Даже много лет спустя он настаивал на том, что именно эти его действия обеспечили Мосаду успех. На стиль работы Харела время не влияло. Это объяснялось не только особенностями его характера, но и опытом, приобретенным на посту руководителя Шин Бет. К моменту своего прохода в Мосад Харел уже был типичным разведчиком, суперполицейским в самом простом и недвусмысленном значении этого слова. Он изучал методы работы ЦРУ, английской разведки и КГБ, чтобы иметь возможность организовать контршпионаж. Ему было слишком хорошо известно, сколько вреда может принести плохо обученный агент. Как человек наблюдательный, он усвоил и все нюансы своей профессии, извлекая для себя пользу и из чужих ошибок. Охотник за шпионами, сам ставший шпионом, имеет определенные преимущества.
Исер Харел своим внешним обликом плохо соответствовал сложившимся в обществе представлениям о суперагенте. В то время, когда под его начало передали Мосад, ему было сорок лет, но казался он пятидесятилетним. Он был мал ростом — всего 155 см и толст (позднее он, правда, похудел). По одежде его можно было принять за педантичного банковского клерка.

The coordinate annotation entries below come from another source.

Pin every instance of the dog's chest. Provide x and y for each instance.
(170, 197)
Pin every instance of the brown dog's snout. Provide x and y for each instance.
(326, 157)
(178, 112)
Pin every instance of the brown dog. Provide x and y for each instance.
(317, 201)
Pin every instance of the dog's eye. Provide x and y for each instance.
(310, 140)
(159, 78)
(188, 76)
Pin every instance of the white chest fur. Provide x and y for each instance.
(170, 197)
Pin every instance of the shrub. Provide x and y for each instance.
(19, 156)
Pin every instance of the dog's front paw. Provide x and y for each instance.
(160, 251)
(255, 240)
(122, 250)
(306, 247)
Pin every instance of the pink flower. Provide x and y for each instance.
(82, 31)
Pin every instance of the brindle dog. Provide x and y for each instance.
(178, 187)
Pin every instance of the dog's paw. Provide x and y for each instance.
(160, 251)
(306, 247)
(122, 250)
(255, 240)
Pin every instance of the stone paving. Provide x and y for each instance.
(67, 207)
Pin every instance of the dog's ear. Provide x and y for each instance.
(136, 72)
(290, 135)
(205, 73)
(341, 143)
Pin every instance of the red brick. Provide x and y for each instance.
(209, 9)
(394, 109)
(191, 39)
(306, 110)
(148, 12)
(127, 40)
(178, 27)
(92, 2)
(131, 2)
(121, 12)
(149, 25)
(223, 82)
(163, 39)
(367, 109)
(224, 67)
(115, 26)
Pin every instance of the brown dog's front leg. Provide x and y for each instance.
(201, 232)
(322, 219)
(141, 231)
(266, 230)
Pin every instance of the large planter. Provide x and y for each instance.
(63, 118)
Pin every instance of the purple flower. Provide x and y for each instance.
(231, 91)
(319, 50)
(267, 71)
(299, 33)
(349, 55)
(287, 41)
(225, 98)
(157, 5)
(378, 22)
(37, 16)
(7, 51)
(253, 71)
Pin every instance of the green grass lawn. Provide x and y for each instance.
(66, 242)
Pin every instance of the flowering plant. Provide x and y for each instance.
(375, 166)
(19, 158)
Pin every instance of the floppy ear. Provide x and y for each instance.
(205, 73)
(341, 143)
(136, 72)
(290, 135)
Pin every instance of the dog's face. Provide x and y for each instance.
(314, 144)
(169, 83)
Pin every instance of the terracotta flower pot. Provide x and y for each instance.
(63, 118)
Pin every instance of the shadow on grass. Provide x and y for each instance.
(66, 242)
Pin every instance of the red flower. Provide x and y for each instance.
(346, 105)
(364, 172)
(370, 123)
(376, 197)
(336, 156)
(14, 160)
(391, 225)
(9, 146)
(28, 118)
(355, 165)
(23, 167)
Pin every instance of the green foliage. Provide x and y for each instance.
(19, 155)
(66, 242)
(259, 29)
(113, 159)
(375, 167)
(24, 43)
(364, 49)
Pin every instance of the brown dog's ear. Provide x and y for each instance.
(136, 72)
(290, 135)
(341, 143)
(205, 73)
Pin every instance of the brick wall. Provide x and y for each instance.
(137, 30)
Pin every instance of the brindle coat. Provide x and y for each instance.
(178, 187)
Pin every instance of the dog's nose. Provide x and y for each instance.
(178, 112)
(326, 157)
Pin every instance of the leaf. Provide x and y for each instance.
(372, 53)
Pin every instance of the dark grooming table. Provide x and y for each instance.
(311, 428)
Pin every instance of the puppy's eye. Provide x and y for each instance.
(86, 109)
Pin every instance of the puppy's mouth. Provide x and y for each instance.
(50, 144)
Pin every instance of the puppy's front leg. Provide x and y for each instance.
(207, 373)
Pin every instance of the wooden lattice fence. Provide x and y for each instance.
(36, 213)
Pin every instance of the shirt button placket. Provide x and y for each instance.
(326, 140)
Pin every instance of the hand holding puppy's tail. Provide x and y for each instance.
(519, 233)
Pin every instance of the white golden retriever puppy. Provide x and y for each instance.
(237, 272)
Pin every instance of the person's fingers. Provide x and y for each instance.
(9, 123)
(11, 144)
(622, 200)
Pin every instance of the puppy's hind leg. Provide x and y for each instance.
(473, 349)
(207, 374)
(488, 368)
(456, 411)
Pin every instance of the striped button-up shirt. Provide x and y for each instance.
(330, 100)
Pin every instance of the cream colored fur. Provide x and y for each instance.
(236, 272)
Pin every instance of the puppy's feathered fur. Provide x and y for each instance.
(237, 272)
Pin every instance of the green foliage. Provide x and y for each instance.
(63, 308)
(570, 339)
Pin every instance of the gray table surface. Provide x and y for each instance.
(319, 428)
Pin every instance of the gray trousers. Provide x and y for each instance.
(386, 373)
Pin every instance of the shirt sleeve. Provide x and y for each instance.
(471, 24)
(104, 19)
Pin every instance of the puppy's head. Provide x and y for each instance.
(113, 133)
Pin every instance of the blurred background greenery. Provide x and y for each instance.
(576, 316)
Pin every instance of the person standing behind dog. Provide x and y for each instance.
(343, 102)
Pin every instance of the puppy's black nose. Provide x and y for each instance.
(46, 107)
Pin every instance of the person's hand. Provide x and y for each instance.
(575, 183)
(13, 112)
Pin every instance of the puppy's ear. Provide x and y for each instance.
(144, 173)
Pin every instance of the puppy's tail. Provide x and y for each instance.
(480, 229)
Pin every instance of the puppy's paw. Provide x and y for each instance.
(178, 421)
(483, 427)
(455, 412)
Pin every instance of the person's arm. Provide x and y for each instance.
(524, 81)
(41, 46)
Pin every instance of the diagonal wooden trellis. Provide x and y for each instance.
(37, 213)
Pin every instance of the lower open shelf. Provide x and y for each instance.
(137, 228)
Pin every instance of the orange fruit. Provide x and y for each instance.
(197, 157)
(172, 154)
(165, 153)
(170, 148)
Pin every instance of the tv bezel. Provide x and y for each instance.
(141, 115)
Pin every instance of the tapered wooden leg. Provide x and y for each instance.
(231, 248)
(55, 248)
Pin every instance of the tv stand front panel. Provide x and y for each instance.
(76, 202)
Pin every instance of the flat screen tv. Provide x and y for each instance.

В Израиле принято называть друг друга просто по имени, но Харел пошел дальше и настаивал на том, что он «Исер» и для своего шофера, и для швейцара. Он работал по восемнадцать часов в сутки и ожидал того же и от других. Тех, кого он недолюбливал, он просто выживал. О тех, кого любил, заботился, как о родных детях. По своему интеллекту Харел не мог сравниться с Гуриелем, Шилоаху он уступал по своим творческим возможностям. Не во всякой ситуации он чувствовал себя хозяином положения, и во многих областях он был просто невежествен. В его образовании были большие пробелы, и его представления о мире оказались крайне поверхностны. Наконец, Харел был человеком с предрассудками. Но при всем этом он в полной мере обладал способностью внушать своим подчиненным чувство преданности. И до сих пор все, кто с ним работал, даже признавая его недостатки, продолжают испытывать к нему нечто вроде обожания и остаются его сторонниками в спорах с израильским правительством.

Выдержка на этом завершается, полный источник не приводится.